Prestwick Airport

(Glasgow Prestwick International Airport)

Prestwick Airport
©2022 Gazetteer for Scotland

Prestwick Airport

Located just NE of Prestwick in South Ayrshire and 28 miles (45 km) southwest of Glasgow, Prestwick Airport is a major international freight hub. It has two runways, one of which at 2987m (9801 feet), is the second-longest in Scotland. The airport handles more than 600,000 passengers and 58,000 tonnes of cargo per year. It has an excellent weather record, one of the best in Europe, often remaining open when other Scottish airports are closed.

Aircraft were flown here from c.1913, but Prestwick developed as a training airfield after the First World War. During World War II, Prestwick was used to receive military aircraft delivered from the USA, with up to 300 new aeroplanes arriving every day. Thereafter while retaining a military role, a civilian airport grew alongside commercial air travel, becoming the trans-atlantic gateway to Scotland. Major expansion took place in the early 1960s, with a new terminal building opened in 1964 by HM Queen Elizabeth, the Queen Mother (1900 - 2002). This building remains in use, with a major refurbishment in 2005. From the 1980s many scheduled passenger services transferred to Glasgow and Edinburgh. However, since being sold by the denationalised British Airports Authority in 1992 and without the air traffic congestion, noise and night-curfew restrictions of the city airports, Prestwick has been developed as a freight, holiday charter and budget flight centre. In 1998, the airport was acquired by Stagecoach Holdings Plc, the international bus and transportation group founded by the brother-sister partnership of Brian Souter and Ann Gloag. It was subsequently purchased by a New Zealand company, Infratil, but having made substantial losses and close to closure it was bought by the Scottish Government in 2013 for the sum of £1.
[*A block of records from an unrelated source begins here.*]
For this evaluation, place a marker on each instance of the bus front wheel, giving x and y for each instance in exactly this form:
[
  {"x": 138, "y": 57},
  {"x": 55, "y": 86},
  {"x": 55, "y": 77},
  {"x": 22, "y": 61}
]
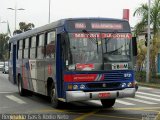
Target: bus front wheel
[
  {"x": 108, "y": 103},
  {"x": 53, "y": 96}
]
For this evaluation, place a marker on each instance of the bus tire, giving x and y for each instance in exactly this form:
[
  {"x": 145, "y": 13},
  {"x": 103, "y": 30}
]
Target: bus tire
[
  {"x": 108, "y": 103},
  {"x": 53, "y": 97},
  {"x": 22, "y": 91}
]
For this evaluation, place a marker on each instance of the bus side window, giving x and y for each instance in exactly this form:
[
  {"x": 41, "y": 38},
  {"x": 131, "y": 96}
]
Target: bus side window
[
  {"x": 26, "y": 46},
  {"x": 33, "y": 47},
  {"x": 50, "y": 47},
  {"x": 10, "y": 51},
  {"x": 20, "y": 48},
  {"x": 40, "y": 48}
]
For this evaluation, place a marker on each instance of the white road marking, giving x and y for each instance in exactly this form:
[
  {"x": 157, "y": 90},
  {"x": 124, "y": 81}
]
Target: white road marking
[
  {"x": 149, "y": 98},
  {"x": 123, "y": 102},
  {"x": 141, "y": 101},
  {"x": 11, "y": 97},
  {"x": 149, "y": 94}
]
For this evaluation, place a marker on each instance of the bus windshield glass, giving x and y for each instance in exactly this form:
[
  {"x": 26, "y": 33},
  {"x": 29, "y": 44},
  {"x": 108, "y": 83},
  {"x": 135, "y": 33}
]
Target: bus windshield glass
[{"x": 96, "y": 48}]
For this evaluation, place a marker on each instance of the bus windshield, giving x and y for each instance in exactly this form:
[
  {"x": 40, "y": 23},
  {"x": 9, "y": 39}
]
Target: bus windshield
[{"x": 97, "y": 48}]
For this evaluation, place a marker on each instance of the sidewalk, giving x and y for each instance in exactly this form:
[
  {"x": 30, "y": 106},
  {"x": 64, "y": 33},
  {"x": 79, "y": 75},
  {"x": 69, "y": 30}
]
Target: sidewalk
[{"x": 153, "y": 85}]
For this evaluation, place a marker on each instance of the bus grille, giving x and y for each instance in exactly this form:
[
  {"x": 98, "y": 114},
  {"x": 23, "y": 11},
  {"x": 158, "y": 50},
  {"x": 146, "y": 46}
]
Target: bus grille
[
  {"x": 102, "y": 85},
  {"x": 113, "y": 76}
]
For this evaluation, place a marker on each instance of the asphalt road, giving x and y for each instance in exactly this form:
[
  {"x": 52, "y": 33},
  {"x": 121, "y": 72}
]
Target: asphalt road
[{"x": 145, "y": 105}]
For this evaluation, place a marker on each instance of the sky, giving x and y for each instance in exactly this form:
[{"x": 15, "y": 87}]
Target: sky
[{"x": 37, "y": 11}]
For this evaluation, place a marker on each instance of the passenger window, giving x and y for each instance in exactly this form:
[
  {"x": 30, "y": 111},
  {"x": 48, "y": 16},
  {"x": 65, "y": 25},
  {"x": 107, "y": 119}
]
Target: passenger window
[
  {"x": 26, "y": 46},
  {"x": 20, "y": 48},
  {"x": 50, "y": 47},
  {"x": 33, "y": 47},
  {"x": 40, "y": 48}
]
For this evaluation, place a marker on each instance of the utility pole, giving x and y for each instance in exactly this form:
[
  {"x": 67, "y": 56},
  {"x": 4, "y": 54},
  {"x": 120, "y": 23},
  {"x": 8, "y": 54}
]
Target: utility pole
[
  {"x": 49, "y": 11},
  {"x": 15, "y": 14},
  {"x": 148, "y": 44}
]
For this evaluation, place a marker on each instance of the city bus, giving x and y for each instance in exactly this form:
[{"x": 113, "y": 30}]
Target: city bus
[{"x": 75, "y": 59}]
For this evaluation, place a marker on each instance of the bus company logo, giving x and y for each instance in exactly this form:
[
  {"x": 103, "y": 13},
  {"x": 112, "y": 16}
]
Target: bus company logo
[
  {"x": 116, "y": 26},
  {"x": 120, "y": 66},
  {"x": 80, "y": 25}
]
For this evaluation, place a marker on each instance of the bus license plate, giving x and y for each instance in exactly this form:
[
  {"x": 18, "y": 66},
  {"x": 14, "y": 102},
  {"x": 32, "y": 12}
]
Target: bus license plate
[{"x": 104, "y": 95}]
Aircraft manufacture was important to the early development of the site, with Scottish Aviation acquiring land adjacent to Orangefield House in 1935. That late-17th century classical mansion later became the terminal building for the airport with a control tower built incongruously on the roof. The house was demolished in 1966 to make was for the expansion.

The Art Deco Scottish Aviation factory was constructed as the Palace of Engineering for the 1938 Empire Exhibition in Bellahouston Park, Glasgow, but was dismantled and reassembled here. It went on to produce notable aircraft such as the Prestwick Pioneer and Twin Pioneer and its successor, British Aerospace, continued to built aircraft here until 1998. Components are still manufactured in Prestwick by the Kansas-based Spirit AeroSystems Inc., while Prestwick International Aerospace Park (opened in 1999) has consolidated Prestwick's position as a major aircraft-servicing and engineering base.

Prestwick Airport has the International Air Transport Association (IATA) location code "PIK". It is also the home of the Scottish Air Traffic Control Centre and is a centre of military air services. The US Air Force operated a Military Air Transport Service hub here between 1953 and 1966. It was in this latter context that the airport was briefly visited by Elvis Presley in 1960, at the end of his army service, notable because this was the only occasion the star visited Britain.

This is the only one of Scotland's airports with a dedicated and directly-connected railway station, opened in 1994.